Figure 6. Efficient recruitment of XPF and SLX4 to ICLs depends on FANCD2

(A) Mock-depleted, FANCD2-depleted (ΔFD2), and FANCD2-depleted NPE complemented with FANCI-FANCD2 (ΔFD2+ID) were analyzed by Western blot using α-FANCD2, α-XPF and α-SLX4 antibodies. (B) Extracts as described in (A), and similarly treated HSS, were used to replicate pICL. Repair intermediates were isolated, digested with AflIII, separated on a sequencing gel and visualized via autoradiography. Based on this lesion bypass assay we infer that the majority of the incisions take place between 60 and 150 minutes in this experiment. (C–E) Samples from parallel pICL replication reaction as in (B) were analyzed by FANCD2 (C), XPF (D) and SLX4(E) ChIP using ICL primers. ChIP data are plotted as the percentage of peak value with the highest value set to 100%. *, background band. See also Figure S7.

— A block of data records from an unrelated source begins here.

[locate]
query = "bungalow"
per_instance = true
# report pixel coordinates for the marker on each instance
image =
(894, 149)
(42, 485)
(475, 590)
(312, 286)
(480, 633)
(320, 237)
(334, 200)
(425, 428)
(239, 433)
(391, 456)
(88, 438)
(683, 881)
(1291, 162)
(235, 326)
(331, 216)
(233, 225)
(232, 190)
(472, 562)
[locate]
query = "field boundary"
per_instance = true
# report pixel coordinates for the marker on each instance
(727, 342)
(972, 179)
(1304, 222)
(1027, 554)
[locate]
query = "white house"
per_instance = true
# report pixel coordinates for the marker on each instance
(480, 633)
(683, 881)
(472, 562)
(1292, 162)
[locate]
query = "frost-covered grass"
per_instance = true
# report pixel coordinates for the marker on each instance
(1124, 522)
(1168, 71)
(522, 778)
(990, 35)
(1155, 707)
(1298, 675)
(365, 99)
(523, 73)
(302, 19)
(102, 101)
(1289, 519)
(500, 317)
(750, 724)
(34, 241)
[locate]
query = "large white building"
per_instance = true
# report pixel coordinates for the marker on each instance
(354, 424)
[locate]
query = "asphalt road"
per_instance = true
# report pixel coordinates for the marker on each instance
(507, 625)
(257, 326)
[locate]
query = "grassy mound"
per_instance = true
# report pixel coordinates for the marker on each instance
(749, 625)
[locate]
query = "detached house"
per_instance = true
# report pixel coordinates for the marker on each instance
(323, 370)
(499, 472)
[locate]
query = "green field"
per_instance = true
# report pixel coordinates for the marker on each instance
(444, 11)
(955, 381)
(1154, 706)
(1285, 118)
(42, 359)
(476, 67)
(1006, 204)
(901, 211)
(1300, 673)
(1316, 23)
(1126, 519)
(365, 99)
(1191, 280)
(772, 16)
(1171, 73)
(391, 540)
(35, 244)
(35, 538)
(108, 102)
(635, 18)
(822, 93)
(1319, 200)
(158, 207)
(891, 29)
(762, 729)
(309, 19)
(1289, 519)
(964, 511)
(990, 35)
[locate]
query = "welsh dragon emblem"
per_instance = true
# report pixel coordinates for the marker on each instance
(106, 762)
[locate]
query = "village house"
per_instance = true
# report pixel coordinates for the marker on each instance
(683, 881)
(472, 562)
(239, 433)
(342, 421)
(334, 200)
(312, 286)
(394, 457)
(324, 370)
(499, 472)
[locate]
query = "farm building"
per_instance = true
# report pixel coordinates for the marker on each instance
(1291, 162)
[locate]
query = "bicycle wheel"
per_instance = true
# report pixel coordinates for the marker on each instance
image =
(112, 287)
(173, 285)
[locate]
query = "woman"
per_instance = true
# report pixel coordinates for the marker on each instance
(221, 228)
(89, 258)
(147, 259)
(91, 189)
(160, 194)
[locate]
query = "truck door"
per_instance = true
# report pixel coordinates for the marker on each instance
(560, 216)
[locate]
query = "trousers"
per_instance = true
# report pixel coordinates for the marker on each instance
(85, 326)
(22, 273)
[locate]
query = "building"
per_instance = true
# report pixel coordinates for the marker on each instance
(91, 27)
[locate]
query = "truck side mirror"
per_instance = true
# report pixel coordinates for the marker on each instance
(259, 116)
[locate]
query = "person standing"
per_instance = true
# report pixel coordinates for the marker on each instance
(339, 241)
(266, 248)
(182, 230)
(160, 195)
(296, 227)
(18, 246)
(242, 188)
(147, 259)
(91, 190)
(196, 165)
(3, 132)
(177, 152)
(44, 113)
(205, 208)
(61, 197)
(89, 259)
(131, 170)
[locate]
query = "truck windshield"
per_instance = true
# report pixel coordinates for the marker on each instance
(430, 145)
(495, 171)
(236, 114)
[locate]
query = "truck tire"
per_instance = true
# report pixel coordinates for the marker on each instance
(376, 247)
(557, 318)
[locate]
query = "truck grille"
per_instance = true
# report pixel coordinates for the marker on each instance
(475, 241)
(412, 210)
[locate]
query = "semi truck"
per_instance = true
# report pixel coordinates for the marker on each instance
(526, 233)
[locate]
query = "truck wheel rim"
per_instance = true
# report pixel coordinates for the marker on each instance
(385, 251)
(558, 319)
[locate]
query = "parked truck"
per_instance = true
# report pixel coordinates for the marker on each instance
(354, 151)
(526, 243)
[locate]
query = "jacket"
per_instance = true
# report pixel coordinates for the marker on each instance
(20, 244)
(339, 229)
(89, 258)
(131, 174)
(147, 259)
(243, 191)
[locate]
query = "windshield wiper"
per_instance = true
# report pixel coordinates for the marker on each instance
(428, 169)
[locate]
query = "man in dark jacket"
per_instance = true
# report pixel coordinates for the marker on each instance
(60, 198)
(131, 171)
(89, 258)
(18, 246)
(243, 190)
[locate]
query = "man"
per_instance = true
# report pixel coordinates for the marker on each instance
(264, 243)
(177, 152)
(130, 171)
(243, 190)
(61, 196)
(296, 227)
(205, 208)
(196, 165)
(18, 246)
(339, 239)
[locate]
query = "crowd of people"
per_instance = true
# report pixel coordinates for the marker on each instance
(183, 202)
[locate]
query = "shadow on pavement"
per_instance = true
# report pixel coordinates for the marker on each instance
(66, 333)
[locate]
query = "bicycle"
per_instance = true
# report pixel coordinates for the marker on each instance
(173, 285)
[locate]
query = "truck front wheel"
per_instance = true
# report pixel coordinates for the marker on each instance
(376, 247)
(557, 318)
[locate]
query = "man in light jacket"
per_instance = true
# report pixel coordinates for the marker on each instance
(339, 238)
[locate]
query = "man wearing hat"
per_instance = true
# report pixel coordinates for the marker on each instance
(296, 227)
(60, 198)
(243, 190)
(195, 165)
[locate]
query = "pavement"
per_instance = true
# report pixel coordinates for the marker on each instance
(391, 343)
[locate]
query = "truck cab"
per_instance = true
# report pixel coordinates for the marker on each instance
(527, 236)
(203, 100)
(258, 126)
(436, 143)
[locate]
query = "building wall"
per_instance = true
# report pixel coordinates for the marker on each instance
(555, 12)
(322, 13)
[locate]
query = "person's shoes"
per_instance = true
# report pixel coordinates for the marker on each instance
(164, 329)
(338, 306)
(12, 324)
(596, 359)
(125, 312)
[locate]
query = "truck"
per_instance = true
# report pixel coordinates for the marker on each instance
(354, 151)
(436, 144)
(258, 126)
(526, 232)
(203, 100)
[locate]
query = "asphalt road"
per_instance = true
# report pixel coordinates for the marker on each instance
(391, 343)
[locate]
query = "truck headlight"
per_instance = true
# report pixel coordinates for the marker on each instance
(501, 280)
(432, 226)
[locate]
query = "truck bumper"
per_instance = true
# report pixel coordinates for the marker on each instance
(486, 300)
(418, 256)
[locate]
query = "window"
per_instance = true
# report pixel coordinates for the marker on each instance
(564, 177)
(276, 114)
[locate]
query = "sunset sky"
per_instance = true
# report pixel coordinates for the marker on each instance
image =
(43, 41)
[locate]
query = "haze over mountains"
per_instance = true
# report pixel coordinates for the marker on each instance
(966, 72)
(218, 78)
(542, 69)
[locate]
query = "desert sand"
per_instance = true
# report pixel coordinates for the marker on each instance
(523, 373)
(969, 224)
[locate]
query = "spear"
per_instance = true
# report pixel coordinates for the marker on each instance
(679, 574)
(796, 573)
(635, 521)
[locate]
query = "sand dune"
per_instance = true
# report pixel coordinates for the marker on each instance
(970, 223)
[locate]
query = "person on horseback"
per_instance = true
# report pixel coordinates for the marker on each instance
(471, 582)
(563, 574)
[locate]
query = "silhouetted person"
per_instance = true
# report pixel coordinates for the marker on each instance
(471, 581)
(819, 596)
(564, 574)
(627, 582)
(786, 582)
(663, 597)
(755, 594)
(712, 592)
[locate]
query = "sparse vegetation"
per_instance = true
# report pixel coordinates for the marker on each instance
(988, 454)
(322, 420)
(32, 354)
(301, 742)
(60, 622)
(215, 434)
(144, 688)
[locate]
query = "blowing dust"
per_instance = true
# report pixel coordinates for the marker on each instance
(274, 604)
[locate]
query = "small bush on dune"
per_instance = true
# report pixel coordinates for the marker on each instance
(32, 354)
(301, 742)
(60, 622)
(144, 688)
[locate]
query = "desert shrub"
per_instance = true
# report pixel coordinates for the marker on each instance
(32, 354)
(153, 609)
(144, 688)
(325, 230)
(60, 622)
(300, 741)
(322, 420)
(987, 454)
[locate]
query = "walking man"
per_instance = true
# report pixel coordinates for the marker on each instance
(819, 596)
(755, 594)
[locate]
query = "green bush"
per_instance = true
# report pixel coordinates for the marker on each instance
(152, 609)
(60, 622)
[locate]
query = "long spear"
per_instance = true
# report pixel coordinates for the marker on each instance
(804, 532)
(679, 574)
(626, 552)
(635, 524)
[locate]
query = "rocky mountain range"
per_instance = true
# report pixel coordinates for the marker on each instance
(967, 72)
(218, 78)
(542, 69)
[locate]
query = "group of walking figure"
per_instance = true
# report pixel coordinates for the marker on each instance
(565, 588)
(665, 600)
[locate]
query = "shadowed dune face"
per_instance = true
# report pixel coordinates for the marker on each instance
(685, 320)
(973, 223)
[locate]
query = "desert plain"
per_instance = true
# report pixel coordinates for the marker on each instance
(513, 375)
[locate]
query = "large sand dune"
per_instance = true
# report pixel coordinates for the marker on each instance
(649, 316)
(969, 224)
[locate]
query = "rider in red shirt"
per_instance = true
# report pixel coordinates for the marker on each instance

Figure 7. Model for XPF-ERCC1-dependent incision(s) mediated by SLX4 and ubiquitylated FANCI-FANCD2

XPF-ERCC1 is recruited to the ICL by SLX4 and most likely makes the 3′ flap incision. The 5′ flap incision could also be made by XPF-ERCC1, or by a currently unknown endonuclease (yellow). FANCD2 and its ubiquitylation are required for the efficient recruitment of XPF-ERCC1 and SLX4 to the ICL. This could be through a direct interaction, through interaction mediated by an additional protein, or by creating an appropriate DNA structure. After loading at the ICL FANCD2 spreads throughout the surrounding DNA (faded FANCI-FANCD2 complexes).